GNU C Library (libc) Programming Guide

16.1 Socket Concepts

When you create a socket, you must specify the style of communication you want to use and the type of protocol that should implement it. The communication style of a socket defines the user-level semantics of sending and receiving data on the socket. Choosing a communication style specifies the answers to questions such as these:

What are the units of data transmission? Some communication styles regard the data as a sequence of bytes with no larger structure; others group the bytes into records (which are known in this context as packets).
Can data be lost during normal operation? Some communication styles guarantee that all the data sent arrives in the order it was sent (barring system or network crashes); other styles occasionally lose data as a normal part of operation, and may sometimes deliver packets more than once or in the wrong order.
Designing a program to use unreliable communication styles usually involves taking precautions to detect lost or misordered packets and to retransmit data as needed.
Is communication entirely with one partner? Some communication styles are like a telephone call—you make a connection with one remote socket and then exchange data freely. Other styles are like mailing letters—you specify a destination address for each message you send.
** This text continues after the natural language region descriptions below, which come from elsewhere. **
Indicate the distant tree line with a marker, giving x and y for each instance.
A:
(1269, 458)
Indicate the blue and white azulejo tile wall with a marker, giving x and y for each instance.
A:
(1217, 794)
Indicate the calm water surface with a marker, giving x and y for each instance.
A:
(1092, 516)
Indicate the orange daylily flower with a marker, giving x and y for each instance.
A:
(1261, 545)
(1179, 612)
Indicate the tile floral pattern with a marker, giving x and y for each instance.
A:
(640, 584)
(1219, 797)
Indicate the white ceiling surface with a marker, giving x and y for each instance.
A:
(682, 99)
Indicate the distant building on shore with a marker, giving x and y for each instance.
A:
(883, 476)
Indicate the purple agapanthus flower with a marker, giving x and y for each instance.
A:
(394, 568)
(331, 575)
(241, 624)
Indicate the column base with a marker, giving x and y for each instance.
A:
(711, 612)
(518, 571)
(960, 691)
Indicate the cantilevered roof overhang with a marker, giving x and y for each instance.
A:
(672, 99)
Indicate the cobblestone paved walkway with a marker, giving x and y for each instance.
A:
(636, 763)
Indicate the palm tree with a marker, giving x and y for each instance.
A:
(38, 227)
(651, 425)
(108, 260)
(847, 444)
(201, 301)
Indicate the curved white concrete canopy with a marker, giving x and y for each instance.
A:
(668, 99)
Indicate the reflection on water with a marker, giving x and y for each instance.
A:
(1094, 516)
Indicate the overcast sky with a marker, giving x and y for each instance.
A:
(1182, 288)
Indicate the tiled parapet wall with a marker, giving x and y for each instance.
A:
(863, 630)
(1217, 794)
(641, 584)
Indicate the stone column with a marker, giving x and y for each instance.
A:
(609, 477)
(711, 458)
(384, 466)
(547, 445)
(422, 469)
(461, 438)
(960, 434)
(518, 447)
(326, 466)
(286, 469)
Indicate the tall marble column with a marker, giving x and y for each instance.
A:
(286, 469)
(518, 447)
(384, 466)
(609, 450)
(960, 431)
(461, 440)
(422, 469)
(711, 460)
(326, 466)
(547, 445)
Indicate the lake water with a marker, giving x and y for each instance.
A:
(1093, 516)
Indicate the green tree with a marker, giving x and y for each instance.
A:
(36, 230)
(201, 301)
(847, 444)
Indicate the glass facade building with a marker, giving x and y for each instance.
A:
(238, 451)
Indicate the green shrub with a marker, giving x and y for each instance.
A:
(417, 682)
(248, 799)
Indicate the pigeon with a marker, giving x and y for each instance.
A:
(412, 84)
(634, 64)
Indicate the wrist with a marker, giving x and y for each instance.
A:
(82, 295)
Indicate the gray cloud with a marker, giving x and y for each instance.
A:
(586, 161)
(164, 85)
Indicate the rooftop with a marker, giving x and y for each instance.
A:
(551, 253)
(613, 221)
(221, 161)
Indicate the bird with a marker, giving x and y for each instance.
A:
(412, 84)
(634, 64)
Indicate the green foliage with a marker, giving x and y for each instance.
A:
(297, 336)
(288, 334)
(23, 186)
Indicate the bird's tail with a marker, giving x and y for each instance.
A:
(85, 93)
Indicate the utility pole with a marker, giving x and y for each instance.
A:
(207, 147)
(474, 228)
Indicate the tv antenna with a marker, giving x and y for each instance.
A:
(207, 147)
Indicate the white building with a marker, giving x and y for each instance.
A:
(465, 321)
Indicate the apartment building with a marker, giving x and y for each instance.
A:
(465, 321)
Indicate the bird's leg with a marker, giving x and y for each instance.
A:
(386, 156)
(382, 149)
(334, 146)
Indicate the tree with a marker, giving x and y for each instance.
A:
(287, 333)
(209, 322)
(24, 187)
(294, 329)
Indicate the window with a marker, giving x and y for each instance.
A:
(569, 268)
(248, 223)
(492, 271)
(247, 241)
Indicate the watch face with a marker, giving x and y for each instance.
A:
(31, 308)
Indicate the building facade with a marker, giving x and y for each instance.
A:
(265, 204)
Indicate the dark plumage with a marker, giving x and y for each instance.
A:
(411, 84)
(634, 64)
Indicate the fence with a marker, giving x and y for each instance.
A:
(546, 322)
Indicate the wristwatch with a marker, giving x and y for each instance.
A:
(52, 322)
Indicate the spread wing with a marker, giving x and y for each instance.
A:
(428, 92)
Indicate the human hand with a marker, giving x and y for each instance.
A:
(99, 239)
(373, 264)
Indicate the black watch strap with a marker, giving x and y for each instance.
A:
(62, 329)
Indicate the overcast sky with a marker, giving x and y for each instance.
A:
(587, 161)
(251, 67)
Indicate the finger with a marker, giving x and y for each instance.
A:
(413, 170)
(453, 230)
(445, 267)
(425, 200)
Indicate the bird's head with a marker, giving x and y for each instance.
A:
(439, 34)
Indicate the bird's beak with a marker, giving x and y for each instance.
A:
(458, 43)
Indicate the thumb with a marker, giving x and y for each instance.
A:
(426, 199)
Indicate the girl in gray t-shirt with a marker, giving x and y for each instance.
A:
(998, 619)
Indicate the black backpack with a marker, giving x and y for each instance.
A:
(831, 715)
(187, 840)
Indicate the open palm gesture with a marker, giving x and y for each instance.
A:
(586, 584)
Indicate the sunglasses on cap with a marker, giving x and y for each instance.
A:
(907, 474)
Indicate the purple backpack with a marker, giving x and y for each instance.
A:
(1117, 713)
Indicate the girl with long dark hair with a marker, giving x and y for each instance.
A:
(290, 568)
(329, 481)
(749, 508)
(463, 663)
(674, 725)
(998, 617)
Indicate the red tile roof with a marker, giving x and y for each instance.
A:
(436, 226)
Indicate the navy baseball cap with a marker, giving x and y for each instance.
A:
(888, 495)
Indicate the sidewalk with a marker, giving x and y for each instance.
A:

You must also choose a namespace for naming the socket. A socket name (“address”) is meaningful only in the context of a particular namespace. In fact, even the data type to use for a socket name may depend on the namespace. Namespaces are also called “domains”, but we avoid that word as it can be confused with other usage of the same term. Each namespace has a symbolic name that starts with `PF_'. A corresponding symbolic name starting with `AF_' designates the address format for that namespace.

Finally you must choose the protocol to carry out the communication. The protocol determines what low-level mechanism is used to transmit and receive data. Each protocol is valid for a particular namespace and communication style; a namespace is sometimes called a protocol family because of this, which is why the namespace names start with `PF_'.

The rules of a protocol apply to the data passing between two programs, perhaps on different computers; most of these rules are handled by the operating system and you need not know about them. What you do need to know about protocols is this:

In order to have communication between two sockets, they must specify the same protocol.
Each protocol is meaningful with particular style/namespace combinations and cannot be used with inappropriate combinations. For example, the TCP protocol fits only the byte stream style of communication and the Internet namespace.
For each combination of style and namespace there is a default protocol, which you can request by specifying 0 as the protocol number. And that's what you should normally do—use the default.

Throughout the following description at various places variables/parameters to denote sizes are required. And here the trouble starts. In the first implementations the type of these variables was simply int. On most machines at that time an int was 32 bits wide, which created a de facto standard requiring 32-bit variables. This is important since references to variables of this type are passed to the kernel.

Then the POSIX people came and unified the interface with the words "all size values are of type size_t". On 64-bit machines size_t is 64 bits wide, so pointers to variables were no longer possible.

The Unix98 specification provides a solution by introducing a type socklen_t. This type is used in all of the cases that POSIX changed to use size_t. The only requirement of this type is that it be an unsigned type of at least 32 bits. Therefore, implementations which require that references to 32-bit variables be passed can be as happy as implementations which use 64-bit values.